However, under the circumstance where security is more important than execution efficiency, in some cases a data copying process can be used. By placing shared memory in the memory area of the OS that you want to isolate for security reasons, the effects of unauthorized access are minimized. FOXvisor offers this option. Normally, FOXvisor would prepare the shared memory area in an area accessible from all OSs.
To avoid this situation, FOXvisor creates a secure, isolated shared memory area in the memory area of the OS. Figure 2 shows an example of creating a shared memory area when using Linux. In this configuration, the other OS or FOXvisor reads and writes the memory area of Linux set to non-secure mode, and the OS that accesses shared memory is limited only to the OS that communicates with Linux. Even if an unauthorized application tries to access and capture the shared memory, its impact will be limited. Therefore, if security is more important than execution efficiency, the shared memory needs to be configured using this method, ideally fast, no major overhead to the processor, and with small footprint.
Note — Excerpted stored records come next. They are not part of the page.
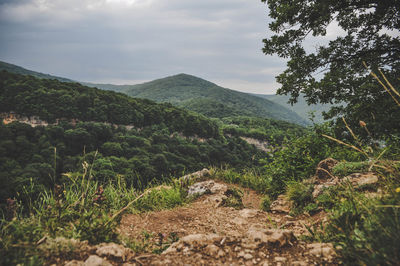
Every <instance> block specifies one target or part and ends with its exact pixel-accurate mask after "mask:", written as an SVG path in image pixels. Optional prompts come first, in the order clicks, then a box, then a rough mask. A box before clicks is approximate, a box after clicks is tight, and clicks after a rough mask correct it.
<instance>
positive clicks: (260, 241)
mask: <svg viewBox="0 0 400 266" xmlns="http://www.w3.org/2000/svg"><path fill="white" fill-rule="evenodd" d="M247 237H248V238H249V239H250V240H252V241H254V242H256V243H258V245H259V246H262V245H267V246H271V245H272V246H276V247H283V246H286V245H293V243H294V242H295V241H296V237H295V236H294V234H293V232H292V231H290V230H282V229H262V228H257V227H251V228H250V229H249V231H248V232H247Z"/></svg>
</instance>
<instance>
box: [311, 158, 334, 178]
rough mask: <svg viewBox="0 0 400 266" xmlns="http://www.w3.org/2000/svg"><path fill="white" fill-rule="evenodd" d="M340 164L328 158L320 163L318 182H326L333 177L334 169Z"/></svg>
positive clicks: (316, 173)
The development of a virtualization machine from companies’ own development teams is not an easy task, and it is associated with a variety of difficulties. Developing with a hypervisor means that two OS are running in parallel. For development with a Rich OS, like LINUX, software engineers need expertise in RTOS also, while RTOS engineers need expertise in development with a Rich OS. The complexity is enormous. The major challenge, however, is to be sure that the designed hypervisor is working securely. A system’s performance requirements need to be met, whereas the original OS code may not be touched, as the OS vendor will stop any support once the OS gets modified. The virtualization system has to run on each and every new release of the OS software, which means that maintenance for the latest OS versions is not trivial. To avoid technical support issues from the OS vendor, OS vendors lock-in is useful. However, this increases development costs, while support in progress could be slow, due to slow reply and poor communication. The re-usability of past software developments might also be limited. Even after completion of the hypervisor porting, the security software might not be compliant with the existing environment. Firmware and other updates also add complexity to hypervisor development.